Cal Poly’s Academy of American Poets Contest began accepting submissions Tuesday.
The Academy of American Poets is a national organization that promotes poetry writing for people of all ages.
English professor and published poet Kevin Clark, who coordinates the contest at Cal Poly each year, said the organization holds poetry contests at hundreds of universities across the country.
“The Academy of American Poets is an extremely important advocate for poetry in the United States,” Clark said. “It promotes all kinds of contests for young kids, for high school kids (and) for college-age (people). Plus, it promotes contests to get serious books published by older poets.”
Cal Poly’s annual contest, which started in the early ‘90s, is sponsored by the English department and awards $100 to a student chosen by a nationally published poet or critic acting as judge. The judge may also select up to two additional poems as honorable mentions.
The appointed judge is not affiliated with Cal Poly — in order to maintain anonymity among submitting poets — and is not identified until the contest is over, so entries cannot be tailored to appeal to him or her.
The contest offers a unique opportunity for students to have their work reviewed from an off-campus perspective.
Clark won the Academy of American Poets contest twice as a UC Davis student, and he said winning can be highly inspiring for a young writer.
“To have a judge or an editor choose your work and say your work is worthy is a highly pleasurable result of having a contest,” he said. “A number of the poets who have won this contest have gone on to prestigious (master of fine arts) programs in creative writing. But I think the first thing — for any poet — is an affirmation of his or her talent.”
English senior Kate Sugar, who won the contest last year, said recognition from an outside professional was crucial motivation for her as a poet.
“It affirmed that this is not only something I enjoy but something that I might be good at,” Sugar said. “It was at that moment I decided that this is something that I want to seriously consider doing in the future.”
Sugar said winning the Academy of American Poets Contest — her first writing competition — convinced her to apply to master of fine arts programs at universities across the country. In the fall, she will begin such a program for poetry at Columbia University.
She said the best advice she can offer this year’s applicants is to account for “avoidable” errors.
“The biggest mistake that someone can make is not proofreading,” Sugar said. “The first sign that a poet isn’t serious about their work is simple mistakes.”
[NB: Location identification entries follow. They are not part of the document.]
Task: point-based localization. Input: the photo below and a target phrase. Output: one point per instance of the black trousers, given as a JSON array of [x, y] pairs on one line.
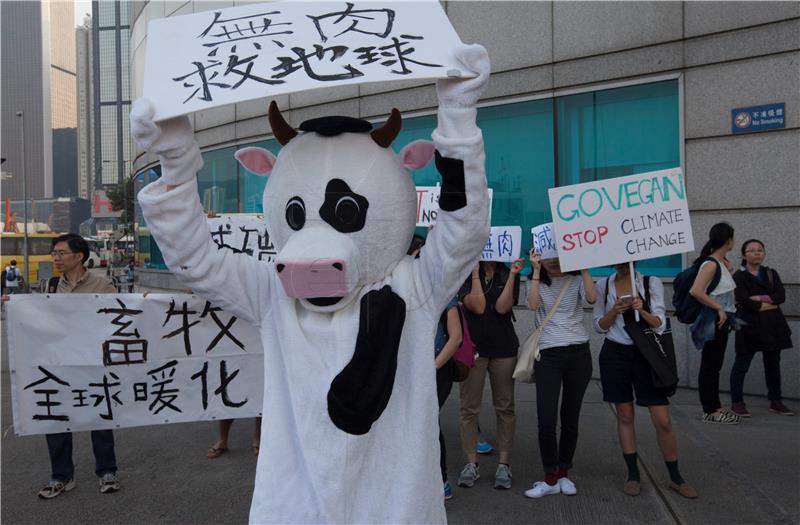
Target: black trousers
[[444, 384], [60, 448], [561, 372], [710, 364], [772, 374]]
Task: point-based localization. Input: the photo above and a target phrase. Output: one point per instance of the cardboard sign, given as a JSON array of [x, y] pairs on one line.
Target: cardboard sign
[[223, 56], [621, 219], [503, 244], [106, 361], [544, 241], [428, 205]]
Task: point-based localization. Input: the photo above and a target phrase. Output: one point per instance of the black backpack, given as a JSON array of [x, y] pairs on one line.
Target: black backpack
[[687, 308], [52, 284]]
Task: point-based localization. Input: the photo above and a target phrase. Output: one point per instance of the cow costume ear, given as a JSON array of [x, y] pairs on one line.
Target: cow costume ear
[[417, 154], [256, 160]]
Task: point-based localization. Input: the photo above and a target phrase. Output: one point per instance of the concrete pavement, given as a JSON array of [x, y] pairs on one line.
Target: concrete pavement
[[749, 473]]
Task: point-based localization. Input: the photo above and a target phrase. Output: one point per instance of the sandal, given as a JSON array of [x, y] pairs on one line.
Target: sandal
[[215, 452]]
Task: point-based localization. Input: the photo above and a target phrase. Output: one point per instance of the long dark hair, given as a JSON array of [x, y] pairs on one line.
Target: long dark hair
[[720, 233], [744, 247]]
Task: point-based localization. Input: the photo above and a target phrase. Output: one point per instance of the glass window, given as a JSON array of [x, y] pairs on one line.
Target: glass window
[[11, 246], [107, 16], [617, 132], [125, 60], [108, 141], [217, 181], [108, 66], [251, 187]]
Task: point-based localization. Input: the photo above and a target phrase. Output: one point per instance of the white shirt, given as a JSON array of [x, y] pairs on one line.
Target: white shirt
[[726, 283], [565, 327], [15, 282], [616, 332]]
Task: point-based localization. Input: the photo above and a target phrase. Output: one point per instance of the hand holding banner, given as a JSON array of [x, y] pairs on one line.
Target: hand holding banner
[[503, 244]]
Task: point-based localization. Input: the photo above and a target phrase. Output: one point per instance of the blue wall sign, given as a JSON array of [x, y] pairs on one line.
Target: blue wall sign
[[758, 118]]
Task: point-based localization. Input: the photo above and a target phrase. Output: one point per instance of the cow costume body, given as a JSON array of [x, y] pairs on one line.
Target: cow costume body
[[347, 319]]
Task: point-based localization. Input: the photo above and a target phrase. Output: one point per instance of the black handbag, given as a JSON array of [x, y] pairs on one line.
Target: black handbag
[[657, 349]]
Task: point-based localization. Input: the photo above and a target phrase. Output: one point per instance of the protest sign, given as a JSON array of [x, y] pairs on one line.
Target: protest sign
[[621, 219], [106, 361], [223, 56], [428, 205], [242, 234], [544, 241], [503, 244]]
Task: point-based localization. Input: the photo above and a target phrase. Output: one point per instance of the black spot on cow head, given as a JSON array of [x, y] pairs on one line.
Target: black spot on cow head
[[296, 213], [343, 209], [332, 126]]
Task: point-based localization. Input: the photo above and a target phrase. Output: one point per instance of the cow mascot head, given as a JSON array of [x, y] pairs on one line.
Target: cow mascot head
[[339, 204]]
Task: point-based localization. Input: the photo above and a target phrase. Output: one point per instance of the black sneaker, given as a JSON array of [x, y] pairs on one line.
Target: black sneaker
[[109, 483], [55, 487], [779, 408]]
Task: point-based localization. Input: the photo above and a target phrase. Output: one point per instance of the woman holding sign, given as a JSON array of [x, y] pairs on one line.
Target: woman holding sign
[[492, 291], [563, 370], [624, 371]]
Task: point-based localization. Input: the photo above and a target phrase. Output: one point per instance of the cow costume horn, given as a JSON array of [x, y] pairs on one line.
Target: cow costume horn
[[280, 128], [385, 135]]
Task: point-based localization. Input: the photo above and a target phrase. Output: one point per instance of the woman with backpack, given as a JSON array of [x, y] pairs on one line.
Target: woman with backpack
[[491, 292], [624, 370], [448, 339], [716, 318], [759, 294], [563, 370]]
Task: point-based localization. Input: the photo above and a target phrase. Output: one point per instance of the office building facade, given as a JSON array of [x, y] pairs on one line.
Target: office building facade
[[38, 80]]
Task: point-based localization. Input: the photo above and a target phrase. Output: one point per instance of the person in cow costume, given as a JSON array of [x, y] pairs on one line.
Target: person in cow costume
[[346, 317]]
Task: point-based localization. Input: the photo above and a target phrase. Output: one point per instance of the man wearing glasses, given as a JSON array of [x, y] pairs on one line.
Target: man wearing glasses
[[70, 252]]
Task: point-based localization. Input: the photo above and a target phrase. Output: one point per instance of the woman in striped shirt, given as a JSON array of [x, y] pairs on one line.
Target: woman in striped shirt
[[564, 369]]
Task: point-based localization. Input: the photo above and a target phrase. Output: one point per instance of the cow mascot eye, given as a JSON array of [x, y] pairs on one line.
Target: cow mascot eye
[[347, 211], [295, 213]]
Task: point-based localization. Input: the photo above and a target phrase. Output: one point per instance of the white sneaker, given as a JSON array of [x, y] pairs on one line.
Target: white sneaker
[[567, 487], [540, 488]]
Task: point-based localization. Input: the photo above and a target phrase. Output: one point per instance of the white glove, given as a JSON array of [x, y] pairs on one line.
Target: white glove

Spelling and grammatical mishaps aside, judging poetry can be subjective.
English professor James Cushing, a published poet who has judged poetry contests in the past, said “no one knows” what makes for good poetry.
“I wouldn’t think of giving anyone advice,” he said. “I think it’s insulting to give people advice.”
He said he encourages students to submit, though.
“Grab your best poems and send them in,” Cushing said. “Maybe you’ll win.”
Submissions will be accepted until May 9 at 4 p.m. Students may submit a maximum of five poems, which should be placed in a manila envelope and delivered to the English Department in Faculty Offices North, room 32.